— Но… если мы уйдем из Нижнего города, мы оставим причалы! Город лишится подвоза продовольствия! И пополнение не попадет к нам, если оно прибудет! А как же ваша блестящая речь, помните, наставник? Насчет того, что стена Верхнего города слишком длинна и ненадежна? Если внешние стены падут, город обречен, говорили вы! Мы должны защищаться на этом самом месте или сразу сдаться, так вы сказали! Если причалы будут в руках гурков… у нас не останется никаких путей к бегству!
«Мой дорогой, мой милый пухленький генерал, неужели ты не видишь? Бегство никогда и не рассматривалось как возможный вариант».

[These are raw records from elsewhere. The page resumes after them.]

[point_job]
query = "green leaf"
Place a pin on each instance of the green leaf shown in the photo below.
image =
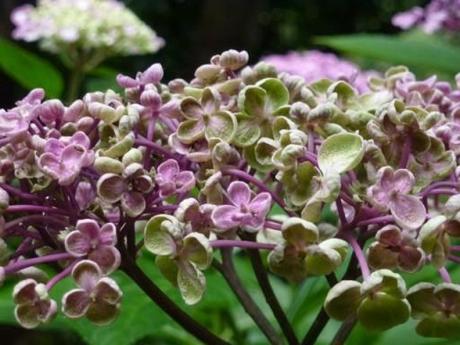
(29, 70)
(429, 53)
(340, 153)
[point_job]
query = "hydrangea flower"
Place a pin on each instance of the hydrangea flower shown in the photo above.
(181, 258)
(33, 304)
(379, 302)
(60, 25)
(437, 15)
(64, 158)
(437, 308)
(97, 297)
(314, 65)
(171, 180)
(245, 210)
(94, 242)
(391, 192)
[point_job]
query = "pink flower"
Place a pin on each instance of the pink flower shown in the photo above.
(391, 192)
(33, 304)
(97, 298)
(245, 210)
(172, 180)
(64, 158)
(96, 243)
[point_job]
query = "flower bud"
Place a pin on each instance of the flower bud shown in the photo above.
(233, 60)
(108, 165)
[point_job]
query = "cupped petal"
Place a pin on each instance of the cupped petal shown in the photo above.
(107, 257)
(408, 210)
(107, 290)
(110, 187)
(108, 234)
(403, 181)
(224, 218)
(239, 193)
(75, 303)
(101, 313)
(86, 274)
(77, 243)
(133, 203)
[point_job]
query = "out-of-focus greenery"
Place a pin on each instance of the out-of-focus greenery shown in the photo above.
(194, 30)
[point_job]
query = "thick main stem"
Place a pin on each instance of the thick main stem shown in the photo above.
(168, 306)
(228, 271)
(269, 294)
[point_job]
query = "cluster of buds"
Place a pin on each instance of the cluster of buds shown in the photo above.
(239, 157)
(83, 29)
(438, 15)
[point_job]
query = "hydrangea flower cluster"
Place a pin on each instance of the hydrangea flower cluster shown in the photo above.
(83, 27)
(314, 65)
(438, 15)
(238, 157)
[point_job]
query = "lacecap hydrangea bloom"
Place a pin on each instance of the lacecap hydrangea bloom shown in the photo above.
(106, 26)
(182, 173)
(438, 15)
(314, 65)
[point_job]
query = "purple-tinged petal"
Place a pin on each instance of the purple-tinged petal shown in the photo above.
(239, 193)
(77, 244)
(261, 205)
(108, 234)
(185, 181)
(224, 217)
(408, 210)
(107, 290)
(88, 227)
(75, 303)
(106, 257)
(110, 187)
(86, 274)
(403, 181)
(101, 313)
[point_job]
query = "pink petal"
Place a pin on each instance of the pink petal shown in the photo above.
(108, 234)
(75, 303)
(86, 274)
(168, 170)
(408, 210)
(239, 193)
(77, 243)
(403, 181)
(261, 205)
(223, 217)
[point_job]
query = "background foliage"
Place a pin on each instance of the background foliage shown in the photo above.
(194, 30)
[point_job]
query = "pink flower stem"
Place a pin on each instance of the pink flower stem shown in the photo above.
(454, 258)
(36, 208)
(150, 134)
(359, 255)
(376, 220)
(259, 184)
(61, 275)
(241, 244)
(272, 225)
(35, 218)
(141, 141)
(341, 212)
(406, 151)
(19, 265)
(441, 191)
(20, 193)
(445, 275)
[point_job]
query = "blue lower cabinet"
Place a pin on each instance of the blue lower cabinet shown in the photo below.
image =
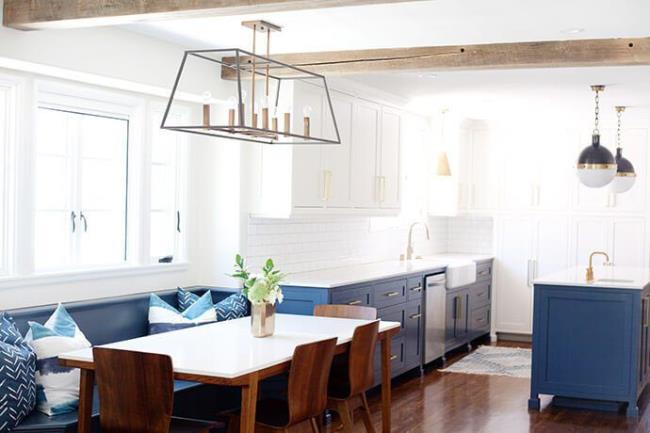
(590, 344)
(414, 324)
(301, 300)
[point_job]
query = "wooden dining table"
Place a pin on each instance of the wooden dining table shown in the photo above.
(225, 353)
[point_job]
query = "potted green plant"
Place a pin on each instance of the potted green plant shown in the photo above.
(263, 291)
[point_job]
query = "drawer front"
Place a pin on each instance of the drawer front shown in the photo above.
(480, 295)
(394, 314)
(352, 296)
(480, 320)
(484, 271)
(414, 288)
(390, 293)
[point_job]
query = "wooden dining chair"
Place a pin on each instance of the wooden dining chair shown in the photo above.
(352, 372)
(349, 381)
(136, 394)
(306, 396)
(346, 311)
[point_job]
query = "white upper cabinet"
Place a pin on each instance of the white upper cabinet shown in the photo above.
(388, 160)
(364, 181)
(361, 175)
(335, 159)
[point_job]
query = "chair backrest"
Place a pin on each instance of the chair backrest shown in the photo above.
(136, 391)
(308, 378)
(346, 311)
(362, 357)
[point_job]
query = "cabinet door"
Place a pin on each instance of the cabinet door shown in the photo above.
(363, 155)
(389, 159)
(307, 181)
(513, 296)
(451, 310)
(462, 317)
(335, 172)
(414, 336)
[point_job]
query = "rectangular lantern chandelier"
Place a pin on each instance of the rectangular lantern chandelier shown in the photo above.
(257, 99)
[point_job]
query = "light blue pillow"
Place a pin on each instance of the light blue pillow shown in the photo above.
(17, 375)
(57, 387)
(164, 318)
(233, 307)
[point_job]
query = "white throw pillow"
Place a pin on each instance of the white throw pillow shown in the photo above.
(57, 387)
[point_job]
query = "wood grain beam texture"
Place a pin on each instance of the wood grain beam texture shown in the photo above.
(517, 55)
(48, 14)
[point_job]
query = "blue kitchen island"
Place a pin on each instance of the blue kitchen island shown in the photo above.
(591, 341)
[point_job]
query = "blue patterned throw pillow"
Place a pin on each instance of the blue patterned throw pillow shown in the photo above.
(233, 307)
(57, 387)
(164, 318)
(17, 375)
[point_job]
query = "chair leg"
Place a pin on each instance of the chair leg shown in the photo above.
(314, 425)
(344, 412)
(365, 414)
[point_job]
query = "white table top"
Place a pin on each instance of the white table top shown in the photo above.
(362, 273)
(604, 277)
(228, 350)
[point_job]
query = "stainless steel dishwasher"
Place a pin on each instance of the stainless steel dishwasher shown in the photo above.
(435, 304)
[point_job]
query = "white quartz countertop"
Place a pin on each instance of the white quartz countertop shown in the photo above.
(604, 277)
(361, 273)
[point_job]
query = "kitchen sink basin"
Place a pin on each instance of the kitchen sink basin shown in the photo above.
(613, 280)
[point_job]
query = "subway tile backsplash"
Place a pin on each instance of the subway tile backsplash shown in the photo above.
(302, 244)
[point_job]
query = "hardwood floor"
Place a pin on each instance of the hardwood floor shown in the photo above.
(462, 403)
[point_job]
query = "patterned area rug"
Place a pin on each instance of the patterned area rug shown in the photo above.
(499, 361)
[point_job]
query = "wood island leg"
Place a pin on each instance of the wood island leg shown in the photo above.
(385, 383)
(86, 386)
(249, 405)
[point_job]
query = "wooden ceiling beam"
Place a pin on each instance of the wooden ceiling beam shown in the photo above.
(517, 55)
(49, 14)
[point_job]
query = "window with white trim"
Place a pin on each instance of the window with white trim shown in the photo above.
(5, 112)
(81, 165)
(167, 216)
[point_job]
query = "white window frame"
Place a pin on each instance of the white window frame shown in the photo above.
(31, 92)
(157, 109)
(11, 86)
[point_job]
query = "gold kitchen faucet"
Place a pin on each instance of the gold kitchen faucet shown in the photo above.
(590, 269)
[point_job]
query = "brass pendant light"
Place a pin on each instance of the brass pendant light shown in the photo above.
(596, 165)
(625, 174)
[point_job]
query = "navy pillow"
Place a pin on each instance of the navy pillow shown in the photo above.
(233, 307)
(17, 375)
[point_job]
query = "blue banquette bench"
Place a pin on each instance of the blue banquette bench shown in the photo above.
(120, 318)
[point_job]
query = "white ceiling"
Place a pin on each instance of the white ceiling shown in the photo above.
(422, 23)
(450, 22)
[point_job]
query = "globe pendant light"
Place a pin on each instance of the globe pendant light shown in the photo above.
(596, 165)
(625, 175)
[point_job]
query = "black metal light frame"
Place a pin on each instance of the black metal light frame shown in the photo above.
(241, 131)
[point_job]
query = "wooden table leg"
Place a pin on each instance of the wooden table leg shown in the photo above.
(249, 404)
(385, 383)
(86, 386)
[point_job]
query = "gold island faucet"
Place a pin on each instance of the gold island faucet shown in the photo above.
(590, 269)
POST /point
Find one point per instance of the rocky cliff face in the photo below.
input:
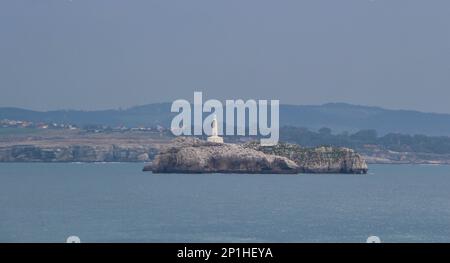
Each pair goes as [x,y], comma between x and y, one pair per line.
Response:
[191,155]
[75,153]
[317,160]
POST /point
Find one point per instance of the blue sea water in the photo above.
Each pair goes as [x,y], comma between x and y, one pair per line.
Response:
[116,202]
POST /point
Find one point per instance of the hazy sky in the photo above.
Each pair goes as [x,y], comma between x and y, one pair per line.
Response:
[93,54]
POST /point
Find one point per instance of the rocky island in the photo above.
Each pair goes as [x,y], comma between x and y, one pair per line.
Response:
[192,155]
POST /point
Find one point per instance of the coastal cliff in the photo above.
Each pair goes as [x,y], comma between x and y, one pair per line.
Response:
[76,153]
[191,155]
[317,160]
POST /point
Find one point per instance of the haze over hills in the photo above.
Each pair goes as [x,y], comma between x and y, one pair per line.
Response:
[339,117]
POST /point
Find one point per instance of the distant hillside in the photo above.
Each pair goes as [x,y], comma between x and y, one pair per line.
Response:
[338,117]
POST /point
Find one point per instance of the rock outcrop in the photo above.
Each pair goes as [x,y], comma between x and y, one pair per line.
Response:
[191,155]
[317,160]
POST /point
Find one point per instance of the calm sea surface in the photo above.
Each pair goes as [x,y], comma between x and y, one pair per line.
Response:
[119,203]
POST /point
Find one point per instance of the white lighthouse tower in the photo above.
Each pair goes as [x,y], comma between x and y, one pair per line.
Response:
[215,132]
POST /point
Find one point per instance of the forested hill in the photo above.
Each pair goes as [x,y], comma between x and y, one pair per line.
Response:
[339,117]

Глокта широко улыбнулся, показывая Виссбруку пустые ямы между зубами.
— Если один план провалился, нужно попробовать другой. Положение у нас, как вы справедливо отметили, отчаянное. Поверьте, я бы и сам предпочел, чтобы император отказался от своих планов и отправился домой, но мне кажется, на это едва ли стоит рассчитывать. Скажите Коске и Кадии, пусть выведут всех штатских из Нижнего города сегодня же ночью. Возможно, нам придется отступать молниеносно.
«По крайней мере, мне не придется далеко хромать до передовой».
— В Верхнем городе не разместить столько людей! Они останутся на улицах!
«Но не в могилах».
— Они будут спать на площадях! «Это лучше, чем под землей».
— Их же тысячи!
— В таком случае, чем скорее вы начнете, тем лучше.
Глокта шагнул в дверной проем и едва не отшатнулся обратно. Жара внутри была почти невыносимой, запах пота и горелой плоти неприятно щекотал гортань.
Он вытер слезящиеся глаза тыльной стороной дрожащей руки и прищурился в темноте. В полумраке вырисовывались фигуры трех практиков. Они собрались кружком: закрытые масками лица освещены снизу злым оранжевым сиянием жаровни, яркие блики на выступающих костях, резкие черные провалы теней.
«Демоны в аду».
Рубашка Витари насквозь пропиталась потом и прилипла к плечам, лицо прорезали гневные морщины. Секутор разделся до пояса, сквозь маску приглушенно слышалось сиплое дыхание, волосы склеились от пота. Иней был весь мокрый, как из-под дождя: крупные капли скатывались по бледной коже, на скулах бугрились тугие желваки. И только Шикель не выказывала никаких признаков неудобства. На ее лице сияла экстатическая улыбка, когда Витари прижигала ей грудь раскаленным железом.
«Можно подумать, это счастливейшие минуты ее жизни».
Глокта сглотнул, вспомнив, как ему самому показали раскаленный прут. Как он выл, рыдал, молил о пощаде. Что он почувствовал, когда металл коснулся его кожи?
«Так обжигающе горячо, что кажется ледяным».